The wholesale price hike of between $1.50 and $2 follows decisions by regulators in Illinois, Michigan, Indiana and California to approve increases.
Officials from both SBC and the companies that lease lines from the regional carrier criticized the vote, as either too little or too much.
SBC had asked the commission to nearly double its rate here in Wisconsin – from an average of $10 to about $19 – but the panel whittled that down considerably Thursday, agreeing in some areas with SBC’s accounting and disagreeing in others.
In a statement, the commission’s three members said the new rates are “fair and balanced.” They also said they believe competition should continue to grow in the state and that SBC will be sufficiently compensated for use of its network.
Competition among telephone providers continues to increase in Wisconsin, the statement said, which helps to drive prices down and creates more service choices for customers.
The commission will draft a final written order that will include the new rates by Oct. 13, the legal deadline for the order. The rates will take effect when the order is issued. Commissioners said they will closely monitor the telecommunications market to make sure competition continues to flourish and customers have service choices at reasonable rates.
SBC’s competitors – including TDS Telecom, AT&T and MCI – all had argued that SBC was already being fairly compensated for lines the federal government says it must lease to rivals.
They charged that the SBC rate hike was aimed at driving competitors out of business and would result in higher rates for customers, decreased competition and diminished service, especially for small business operators.
SBC officials, however, said keen competition from wireless, cable and Internet phone service providers would hold down prices – though they acknowledged it might cut into competitors’ returns.
The controversy heated up noticably in recent weeks, with both sides buying numerous ads worth hundreds of thousands of dollars to take their case to the public.
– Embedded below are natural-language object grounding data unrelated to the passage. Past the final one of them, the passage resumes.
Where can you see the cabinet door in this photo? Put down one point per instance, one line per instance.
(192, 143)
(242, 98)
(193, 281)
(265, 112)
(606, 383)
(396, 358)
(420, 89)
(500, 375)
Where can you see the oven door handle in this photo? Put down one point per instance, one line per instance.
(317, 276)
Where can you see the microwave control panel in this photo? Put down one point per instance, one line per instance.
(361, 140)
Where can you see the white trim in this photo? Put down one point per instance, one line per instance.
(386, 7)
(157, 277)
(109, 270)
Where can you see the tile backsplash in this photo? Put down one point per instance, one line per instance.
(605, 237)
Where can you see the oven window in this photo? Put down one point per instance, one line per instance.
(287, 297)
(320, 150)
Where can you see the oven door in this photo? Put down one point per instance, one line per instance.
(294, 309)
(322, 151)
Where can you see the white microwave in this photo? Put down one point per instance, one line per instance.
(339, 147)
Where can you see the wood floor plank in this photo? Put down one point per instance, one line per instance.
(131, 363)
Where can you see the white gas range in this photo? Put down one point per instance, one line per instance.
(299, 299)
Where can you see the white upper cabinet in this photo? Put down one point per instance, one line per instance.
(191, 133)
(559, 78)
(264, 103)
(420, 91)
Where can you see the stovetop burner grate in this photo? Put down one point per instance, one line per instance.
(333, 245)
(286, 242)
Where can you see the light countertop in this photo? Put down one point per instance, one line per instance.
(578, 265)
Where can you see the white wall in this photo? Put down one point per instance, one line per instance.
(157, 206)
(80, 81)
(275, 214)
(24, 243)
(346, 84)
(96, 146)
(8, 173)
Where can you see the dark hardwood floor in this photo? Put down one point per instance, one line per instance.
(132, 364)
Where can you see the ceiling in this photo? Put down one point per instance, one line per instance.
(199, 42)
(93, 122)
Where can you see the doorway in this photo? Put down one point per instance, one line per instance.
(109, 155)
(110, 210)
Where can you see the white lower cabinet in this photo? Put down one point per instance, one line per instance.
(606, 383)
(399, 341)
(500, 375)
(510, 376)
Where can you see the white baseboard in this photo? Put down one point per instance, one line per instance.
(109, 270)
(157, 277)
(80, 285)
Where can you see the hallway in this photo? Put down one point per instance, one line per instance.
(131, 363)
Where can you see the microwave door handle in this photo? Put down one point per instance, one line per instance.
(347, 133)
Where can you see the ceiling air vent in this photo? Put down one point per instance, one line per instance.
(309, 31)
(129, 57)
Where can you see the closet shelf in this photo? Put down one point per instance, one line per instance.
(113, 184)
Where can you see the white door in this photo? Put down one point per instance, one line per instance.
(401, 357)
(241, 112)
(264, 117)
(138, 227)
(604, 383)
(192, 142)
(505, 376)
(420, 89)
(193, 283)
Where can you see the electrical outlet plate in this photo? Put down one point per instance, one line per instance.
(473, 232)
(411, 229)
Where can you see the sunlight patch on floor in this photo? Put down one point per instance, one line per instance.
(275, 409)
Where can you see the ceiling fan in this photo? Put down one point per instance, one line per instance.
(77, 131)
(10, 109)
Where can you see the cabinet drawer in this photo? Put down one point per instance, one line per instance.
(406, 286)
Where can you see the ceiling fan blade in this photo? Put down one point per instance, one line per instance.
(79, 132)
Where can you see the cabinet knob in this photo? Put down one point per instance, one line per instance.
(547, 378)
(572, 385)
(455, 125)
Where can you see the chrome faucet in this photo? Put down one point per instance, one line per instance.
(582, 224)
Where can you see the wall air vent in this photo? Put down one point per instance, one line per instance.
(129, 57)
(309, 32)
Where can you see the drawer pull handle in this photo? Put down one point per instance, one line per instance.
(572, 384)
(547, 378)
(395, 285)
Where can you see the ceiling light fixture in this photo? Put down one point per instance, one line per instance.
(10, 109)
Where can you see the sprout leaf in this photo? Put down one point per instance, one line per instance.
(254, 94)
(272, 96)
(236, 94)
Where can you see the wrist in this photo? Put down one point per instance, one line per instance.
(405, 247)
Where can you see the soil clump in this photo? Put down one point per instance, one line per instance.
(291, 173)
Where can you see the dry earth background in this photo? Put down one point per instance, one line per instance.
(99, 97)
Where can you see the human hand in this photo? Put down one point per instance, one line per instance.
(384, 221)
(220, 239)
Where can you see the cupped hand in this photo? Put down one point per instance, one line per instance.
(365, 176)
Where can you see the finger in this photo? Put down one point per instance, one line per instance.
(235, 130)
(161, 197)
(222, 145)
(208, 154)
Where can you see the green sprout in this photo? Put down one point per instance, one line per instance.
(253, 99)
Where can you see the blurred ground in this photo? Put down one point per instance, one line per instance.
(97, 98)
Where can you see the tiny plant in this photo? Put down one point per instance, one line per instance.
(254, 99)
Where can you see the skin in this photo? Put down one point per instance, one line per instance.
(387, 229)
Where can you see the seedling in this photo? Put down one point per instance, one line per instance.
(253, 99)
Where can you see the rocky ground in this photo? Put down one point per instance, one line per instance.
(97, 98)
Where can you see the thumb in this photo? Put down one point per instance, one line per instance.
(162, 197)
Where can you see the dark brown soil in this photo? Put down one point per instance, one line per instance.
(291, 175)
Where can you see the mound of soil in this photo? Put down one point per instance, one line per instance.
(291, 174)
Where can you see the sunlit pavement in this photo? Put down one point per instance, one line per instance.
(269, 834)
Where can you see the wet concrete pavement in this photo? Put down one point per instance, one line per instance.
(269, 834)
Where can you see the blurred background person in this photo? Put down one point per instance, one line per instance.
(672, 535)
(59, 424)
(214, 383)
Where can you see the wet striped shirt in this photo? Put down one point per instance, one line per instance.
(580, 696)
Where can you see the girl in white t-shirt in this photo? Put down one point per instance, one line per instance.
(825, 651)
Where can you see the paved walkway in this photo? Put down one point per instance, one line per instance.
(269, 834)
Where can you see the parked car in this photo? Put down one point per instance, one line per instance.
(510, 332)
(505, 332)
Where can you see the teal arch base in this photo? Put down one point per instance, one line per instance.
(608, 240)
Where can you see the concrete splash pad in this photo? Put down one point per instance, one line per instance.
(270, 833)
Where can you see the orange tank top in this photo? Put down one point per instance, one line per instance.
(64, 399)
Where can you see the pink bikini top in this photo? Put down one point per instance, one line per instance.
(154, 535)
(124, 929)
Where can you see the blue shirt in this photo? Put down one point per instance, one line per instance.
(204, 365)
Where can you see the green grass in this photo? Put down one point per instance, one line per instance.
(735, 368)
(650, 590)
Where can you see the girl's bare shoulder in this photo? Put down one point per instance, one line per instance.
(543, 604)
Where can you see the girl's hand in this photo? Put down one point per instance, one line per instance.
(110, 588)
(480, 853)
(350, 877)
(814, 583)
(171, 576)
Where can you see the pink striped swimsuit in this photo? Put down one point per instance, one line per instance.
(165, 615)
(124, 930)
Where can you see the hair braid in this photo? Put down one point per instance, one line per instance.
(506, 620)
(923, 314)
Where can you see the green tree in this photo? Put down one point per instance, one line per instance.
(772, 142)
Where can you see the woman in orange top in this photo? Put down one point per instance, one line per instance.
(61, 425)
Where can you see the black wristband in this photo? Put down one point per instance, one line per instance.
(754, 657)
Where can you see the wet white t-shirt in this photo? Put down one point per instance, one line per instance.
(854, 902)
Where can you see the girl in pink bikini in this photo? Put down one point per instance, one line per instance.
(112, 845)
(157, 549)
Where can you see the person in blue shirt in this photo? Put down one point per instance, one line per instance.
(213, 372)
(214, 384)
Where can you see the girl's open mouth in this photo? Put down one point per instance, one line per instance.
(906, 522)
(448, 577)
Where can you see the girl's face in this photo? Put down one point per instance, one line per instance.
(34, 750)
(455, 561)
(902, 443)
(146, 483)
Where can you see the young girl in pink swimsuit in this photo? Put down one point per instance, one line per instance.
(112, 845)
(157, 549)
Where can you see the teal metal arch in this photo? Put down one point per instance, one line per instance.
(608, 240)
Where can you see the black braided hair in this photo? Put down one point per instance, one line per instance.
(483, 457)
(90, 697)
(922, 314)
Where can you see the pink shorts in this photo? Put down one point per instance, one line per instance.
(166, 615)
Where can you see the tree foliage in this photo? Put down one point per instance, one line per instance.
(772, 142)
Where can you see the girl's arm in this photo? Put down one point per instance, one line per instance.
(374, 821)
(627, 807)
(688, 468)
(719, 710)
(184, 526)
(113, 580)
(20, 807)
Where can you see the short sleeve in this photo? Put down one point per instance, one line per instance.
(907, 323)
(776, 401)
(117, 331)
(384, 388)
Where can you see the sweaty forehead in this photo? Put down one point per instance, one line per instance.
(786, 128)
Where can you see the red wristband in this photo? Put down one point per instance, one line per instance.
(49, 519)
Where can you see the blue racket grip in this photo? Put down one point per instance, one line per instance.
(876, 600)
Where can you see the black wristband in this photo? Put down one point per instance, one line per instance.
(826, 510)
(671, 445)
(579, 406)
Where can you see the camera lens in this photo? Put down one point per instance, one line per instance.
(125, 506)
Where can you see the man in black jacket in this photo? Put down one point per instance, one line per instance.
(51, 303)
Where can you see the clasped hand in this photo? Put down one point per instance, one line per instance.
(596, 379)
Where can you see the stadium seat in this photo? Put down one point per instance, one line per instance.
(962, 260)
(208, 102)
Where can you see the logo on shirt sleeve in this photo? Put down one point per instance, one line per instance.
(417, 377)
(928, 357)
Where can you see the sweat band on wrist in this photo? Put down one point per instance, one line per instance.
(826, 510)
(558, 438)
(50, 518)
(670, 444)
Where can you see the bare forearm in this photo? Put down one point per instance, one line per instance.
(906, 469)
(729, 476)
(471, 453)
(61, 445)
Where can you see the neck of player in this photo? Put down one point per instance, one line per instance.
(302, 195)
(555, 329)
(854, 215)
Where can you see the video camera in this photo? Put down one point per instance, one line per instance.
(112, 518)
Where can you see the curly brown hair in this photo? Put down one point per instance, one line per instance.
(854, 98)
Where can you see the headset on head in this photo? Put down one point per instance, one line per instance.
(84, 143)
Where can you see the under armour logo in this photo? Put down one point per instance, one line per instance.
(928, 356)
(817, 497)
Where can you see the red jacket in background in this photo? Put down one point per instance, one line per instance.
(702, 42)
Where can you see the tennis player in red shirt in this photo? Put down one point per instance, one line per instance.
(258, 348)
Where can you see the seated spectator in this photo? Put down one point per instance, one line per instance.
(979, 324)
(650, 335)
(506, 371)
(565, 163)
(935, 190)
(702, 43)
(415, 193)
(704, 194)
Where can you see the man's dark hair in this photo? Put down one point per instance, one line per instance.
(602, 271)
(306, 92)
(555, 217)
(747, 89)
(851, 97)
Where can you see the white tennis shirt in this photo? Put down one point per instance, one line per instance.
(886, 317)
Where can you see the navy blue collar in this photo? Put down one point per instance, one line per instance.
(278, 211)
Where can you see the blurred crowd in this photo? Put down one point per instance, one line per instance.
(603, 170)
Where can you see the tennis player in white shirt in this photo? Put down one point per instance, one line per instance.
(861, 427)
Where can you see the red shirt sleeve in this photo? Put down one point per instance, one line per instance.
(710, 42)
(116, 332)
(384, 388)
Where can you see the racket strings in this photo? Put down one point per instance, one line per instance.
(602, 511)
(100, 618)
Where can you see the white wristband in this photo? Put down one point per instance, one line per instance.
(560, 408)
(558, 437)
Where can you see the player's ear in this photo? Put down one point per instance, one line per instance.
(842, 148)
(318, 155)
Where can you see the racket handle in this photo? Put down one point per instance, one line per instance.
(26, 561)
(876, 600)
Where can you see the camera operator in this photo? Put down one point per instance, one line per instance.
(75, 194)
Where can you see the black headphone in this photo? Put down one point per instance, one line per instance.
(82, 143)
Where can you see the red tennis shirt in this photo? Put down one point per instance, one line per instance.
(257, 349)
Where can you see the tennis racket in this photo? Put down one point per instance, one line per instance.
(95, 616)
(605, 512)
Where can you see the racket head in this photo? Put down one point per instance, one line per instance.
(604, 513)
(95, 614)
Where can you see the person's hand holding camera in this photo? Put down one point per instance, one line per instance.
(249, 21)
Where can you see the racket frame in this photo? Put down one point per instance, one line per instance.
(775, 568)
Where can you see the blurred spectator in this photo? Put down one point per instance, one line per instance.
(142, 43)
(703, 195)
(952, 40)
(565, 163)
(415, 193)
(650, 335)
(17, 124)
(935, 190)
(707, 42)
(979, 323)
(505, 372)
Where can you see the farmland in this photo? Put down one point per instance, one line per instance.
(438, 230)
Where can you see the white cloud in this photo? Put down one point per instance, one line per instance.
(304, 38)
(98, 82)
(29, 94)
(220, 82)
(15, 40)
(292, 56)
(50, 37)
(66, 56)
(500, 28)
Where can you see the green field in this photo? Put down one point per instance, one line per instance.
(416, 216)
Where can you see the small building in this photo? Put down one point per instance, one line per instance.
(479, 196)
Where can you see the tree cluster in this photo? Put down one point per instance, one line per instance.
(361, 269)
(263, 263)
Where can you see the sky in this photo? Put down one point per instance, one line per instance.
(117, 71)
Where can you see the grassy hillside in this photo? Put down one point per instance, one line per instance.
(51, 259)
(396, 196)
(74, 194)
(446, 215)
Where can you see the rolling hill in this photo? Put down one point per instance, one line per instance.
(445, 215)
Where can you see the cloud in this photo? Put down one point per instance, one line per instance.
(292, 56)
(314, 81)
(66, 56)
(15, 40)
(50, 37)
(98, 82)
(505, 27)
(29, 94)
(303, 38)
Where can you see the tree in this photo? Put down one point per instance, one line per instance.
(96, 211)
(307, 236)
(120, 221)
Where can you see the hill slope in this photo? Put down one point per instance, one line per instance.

In addition, the editorial pages of the state’s newspapers and Web sites have been filled with opinion pieces backing or opposing SBC’s request.
Drew Petersen, a spokesman for TDS, said his company was dismayed by the commission’s decision.
“This represents an unnecessary and unwarranted financial subsidy for SBC and an unexpected tax on consumers and the competitive local phone providers who have brought better service, lower prices and more innovative products to our state’s residents,” he said.
In a statement, SBC officials also expressed disappointment with the ruling. They said the $9 hike requested by SBC would have allowed the company to recover its actual costs.
Even with the wholesale rate increase, they said the Badger State’s wholesale rate will continue to be one of the lowest in the country.
“Wisconsin missed a great opportunity to improve the outlook for telecommunications investment and job creation and retention,” the statement said.
“The failure to significantly reduce large government-mandated subsidies does little to show that Wisconsin’s business climate is conducive to additional telecom investment and job growth.
“Despite false claims made by several other providers, a vote to bring wholesale rates much closer to cost would have been good for consumers. Telecom competition in Wisconsin is vibrant.
“Requiring other providers to pay the actual costs of using leased lines would have strengthened competition and brought consumers greater benefits.”